2 identical baskets A and B contain white and red balls. Basket A contains 7 White balls and 3 red balls while basket B contains 5 white balls and 5 red balls. A bag is chosen at random and 2balls picked from it one after another without replacement .

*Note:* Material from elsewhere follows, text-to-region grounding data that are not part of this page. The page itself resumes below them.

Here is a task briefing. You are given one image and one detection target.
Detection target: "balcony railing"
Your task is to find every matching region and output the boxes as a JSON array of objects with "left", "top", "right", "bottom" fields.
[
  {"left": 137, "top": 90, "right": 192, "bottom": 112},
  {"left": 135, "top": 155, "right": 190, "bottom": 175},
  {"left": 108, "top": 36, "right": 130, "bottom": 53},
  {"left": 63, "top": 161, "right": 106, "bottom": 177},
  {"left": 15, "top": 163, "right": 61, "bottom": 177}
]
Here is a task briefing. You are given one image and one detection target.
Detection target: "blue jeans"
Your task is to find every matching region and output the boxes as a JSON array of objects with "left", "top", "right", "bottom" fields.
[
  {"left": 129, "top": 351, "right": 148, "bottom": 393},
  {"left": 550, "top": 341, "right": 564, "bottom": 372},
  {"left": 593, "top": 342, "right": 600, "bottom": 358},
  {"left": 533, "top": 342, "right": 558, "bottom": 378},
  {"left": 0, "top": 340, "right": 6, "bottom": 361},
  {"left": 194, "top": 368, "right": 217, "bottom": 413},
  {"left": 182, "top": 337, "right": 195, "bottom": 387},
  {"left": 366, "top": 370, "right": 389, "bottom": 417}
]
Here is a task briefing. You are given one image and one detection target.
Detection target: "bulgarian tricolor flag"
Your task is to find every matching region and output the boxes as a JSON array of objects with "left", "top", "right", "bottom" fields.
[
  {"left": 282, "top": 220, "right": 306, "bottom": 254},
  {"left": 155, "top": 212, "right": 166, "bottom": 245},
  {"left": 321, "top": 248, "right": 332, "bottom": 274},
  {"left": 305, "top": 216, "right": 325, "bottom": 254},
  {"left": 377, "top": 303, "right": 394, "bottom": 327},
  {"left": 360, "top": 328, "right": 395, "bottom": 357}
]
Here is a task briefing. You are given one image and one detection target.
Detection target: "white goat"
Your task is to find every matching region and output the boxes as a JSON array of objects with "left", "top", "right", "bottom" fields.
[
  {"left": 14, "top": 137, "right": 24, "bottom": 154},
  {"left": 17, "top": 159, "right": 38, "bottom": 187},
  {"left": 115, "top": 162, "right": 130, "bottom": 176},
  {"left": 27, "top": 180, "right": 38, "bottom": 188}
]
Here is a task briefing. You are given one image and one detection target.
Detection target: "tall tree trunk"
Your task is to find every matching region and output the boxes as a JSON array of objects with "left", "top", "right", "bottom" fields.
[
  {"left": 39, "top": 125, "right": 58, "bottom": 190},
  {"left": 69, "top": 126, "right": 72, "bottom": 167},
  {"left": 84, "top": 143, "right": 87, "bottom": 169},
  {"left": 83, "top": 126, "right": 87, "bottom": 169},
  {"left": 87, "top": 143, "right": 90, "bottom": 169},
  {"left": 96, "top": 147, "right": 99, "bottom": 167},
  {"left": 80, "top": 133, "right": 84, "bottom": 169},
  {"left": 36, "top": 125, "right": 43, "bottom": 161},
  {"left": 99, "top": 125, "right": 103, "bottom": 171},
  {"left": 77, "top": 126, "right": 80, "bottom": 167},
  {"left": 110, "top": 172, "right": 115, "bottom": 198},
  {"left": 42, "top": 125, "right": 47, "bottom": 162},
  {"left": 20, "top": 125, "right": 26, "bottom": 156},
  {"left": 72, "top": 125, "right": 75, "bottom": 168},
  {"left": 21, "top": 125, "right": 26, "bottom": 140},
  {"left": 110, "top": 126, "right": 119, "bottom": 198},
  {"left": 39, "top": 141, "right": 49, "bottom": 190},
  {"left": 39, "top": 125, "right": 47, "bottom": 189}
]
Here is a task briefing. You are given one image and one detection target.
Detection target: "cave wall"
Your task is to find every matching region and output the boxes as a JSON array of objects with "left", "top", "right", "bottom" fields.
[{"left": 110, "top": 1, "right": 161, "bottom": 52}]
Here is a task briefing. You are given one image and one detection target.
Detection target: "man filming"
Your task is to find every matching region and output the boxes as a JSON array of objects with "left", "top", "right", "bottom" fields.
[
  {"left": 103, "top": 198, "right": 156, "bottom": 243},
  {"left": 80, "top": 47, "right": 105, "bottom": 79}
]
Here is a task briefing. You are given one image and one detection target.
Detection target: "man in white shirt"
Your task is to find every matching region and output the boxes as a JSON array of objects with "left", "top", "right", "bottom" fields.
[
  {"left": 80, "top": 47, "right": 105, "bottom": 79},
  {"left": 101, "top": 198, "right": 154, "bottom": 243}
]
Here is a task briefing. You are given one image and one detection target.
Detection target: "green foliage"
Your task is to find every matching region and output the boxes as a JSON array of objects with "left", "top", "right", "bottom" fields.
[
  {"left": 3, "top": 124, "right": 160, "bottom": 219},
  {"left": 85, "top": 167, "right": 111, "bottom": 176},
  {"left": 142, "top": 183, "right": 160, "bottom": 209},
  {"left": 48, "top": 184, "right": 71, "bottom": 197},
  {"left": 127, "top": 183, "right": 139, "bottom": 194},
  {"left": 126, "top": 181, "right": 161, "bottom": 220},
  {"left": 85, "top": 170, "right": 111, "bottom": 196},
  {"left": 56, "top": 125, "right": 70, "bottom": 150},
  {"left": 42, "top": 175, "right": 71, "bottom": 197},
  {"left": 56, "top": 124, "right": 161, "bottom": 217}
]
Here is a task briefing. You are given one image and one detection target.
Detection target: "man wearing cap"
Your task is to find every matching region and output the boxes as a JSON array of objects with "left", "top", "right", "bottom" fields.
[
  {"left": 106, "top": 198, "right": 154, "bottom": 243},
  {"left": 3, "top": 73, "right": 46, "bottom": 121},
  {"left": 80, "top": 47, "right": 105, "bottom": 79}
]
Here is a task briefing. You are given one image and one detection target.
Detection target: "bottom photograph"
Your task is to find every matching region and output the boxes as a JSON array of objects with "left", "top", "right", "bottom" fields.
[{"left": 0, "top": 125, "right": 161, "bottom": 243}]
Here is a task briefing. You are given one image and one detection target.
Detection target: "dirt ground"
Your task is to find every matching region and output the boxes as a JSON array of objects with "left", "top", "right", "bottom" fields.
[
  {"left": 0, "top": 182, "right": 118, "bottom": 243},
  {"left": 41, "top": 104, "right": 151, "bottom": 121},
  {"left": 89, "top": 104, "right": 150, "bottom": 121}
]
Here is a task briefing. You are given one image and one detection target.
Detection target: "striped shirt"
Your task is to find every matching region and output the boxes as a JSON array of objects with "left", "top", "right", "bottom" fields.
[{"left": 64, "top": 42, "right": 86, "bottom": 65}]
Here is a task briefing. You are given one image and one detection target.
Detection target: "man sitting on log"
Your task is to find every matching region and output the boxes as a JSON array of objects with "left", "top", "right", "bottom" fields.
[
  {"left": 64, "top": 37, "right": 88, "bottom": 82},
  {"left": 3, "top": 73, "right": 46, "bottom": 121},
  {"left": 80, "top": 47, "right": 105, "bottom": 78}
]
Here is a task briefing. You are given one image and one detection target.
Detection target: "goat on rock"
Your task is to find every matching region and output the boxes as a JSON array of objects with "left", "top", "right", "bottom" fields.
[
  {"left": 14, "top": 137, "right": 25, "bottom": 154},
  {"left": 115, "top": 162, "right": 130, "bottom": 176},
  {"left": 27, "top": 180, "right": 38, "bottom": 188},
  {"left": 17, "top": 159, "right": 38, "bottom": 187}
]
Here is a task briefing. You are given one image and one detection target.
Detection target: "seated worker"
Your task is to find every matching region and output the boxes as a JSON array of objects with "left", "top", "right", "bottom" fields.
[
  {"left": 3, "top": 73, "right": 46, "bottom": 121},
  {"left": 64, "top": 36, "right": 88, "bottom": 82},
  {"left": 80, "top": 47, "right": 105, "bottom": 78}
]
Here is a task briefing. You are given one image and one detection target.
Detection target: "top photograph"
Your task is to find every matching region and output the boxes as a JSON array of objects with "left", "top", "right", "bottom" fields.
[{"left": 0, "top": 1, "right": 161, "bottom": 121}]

(a) Illustrate this information using a tree diagram
(b). Find the probability that
(i). The 2 balls picked are of the same colour
(ii). The 2 balls picked are of different colours
(iii) Only one of the balls picked is red
(iv). At least one white ball is picked
(a) Tree diagram:
```
A B
/ \ / \
W R W R
/ \ / \ / \ / \
W R W R W R W R
```
(b)
(i) Probability of picking 2 white balls or 2 red balls:
- From basket A: P(2 white balls) = (7/10) * (6/9) = 7/15
- From basket A: P(2 red balls) = (3/10) * (2/9) = 1/15
- From basket B: P(2 white balls) = (5/10) * (4/9) = 5/18
- From basket B: P(2 red balls) = (5/10) * (4/9) = 5/18
Total probability = P(2 white balls) + P(2 red balls) = 7/15 + 1/15 + 5/18 + 5/18 = 23/45
(ii) Probability of picking 1 white ball and 1 red ball:
- From basket A: P(1 white, 1 red) = (7/10) * (3/9) + (3/10) * (7/9) = 42/90
- From basket B: P(1 white, 1 red) = (5/10) * (5/9) + (5/10) * (5/9) = 25/45
Total probability = P(1 white, 1 red) = 42/90 + 25/45 = 29/45
(iii) Probability of picking only 1 red ball:
- From basket A: P(1 red, 1 not red) = (3/10) * (7/9 + 3/9) = 12/30
- From basket B: P(1 red, 1 not red) = (5/10) * (5/9 + 5/9) = 10/18
Total probability = P(1 red, 1 not red) = 12/30 + 10/18 = 11/15
(iv) Probability of picking at least 1 white ball:
- From basket A: P(at least 1 white) = 1 - P(2 red balls) = 1 - 1/15 = 14/15
- From basket B: P(at least 1 white) = 1 - (5/18)^2 = 47/81
Total probability = P(at least 1 white) = P(A) * P(at least 1 white from A) + P(B) * P(at least 1 white from B)
= 0.5 * 14/15 + 0.5 * 47/81 = 107/135.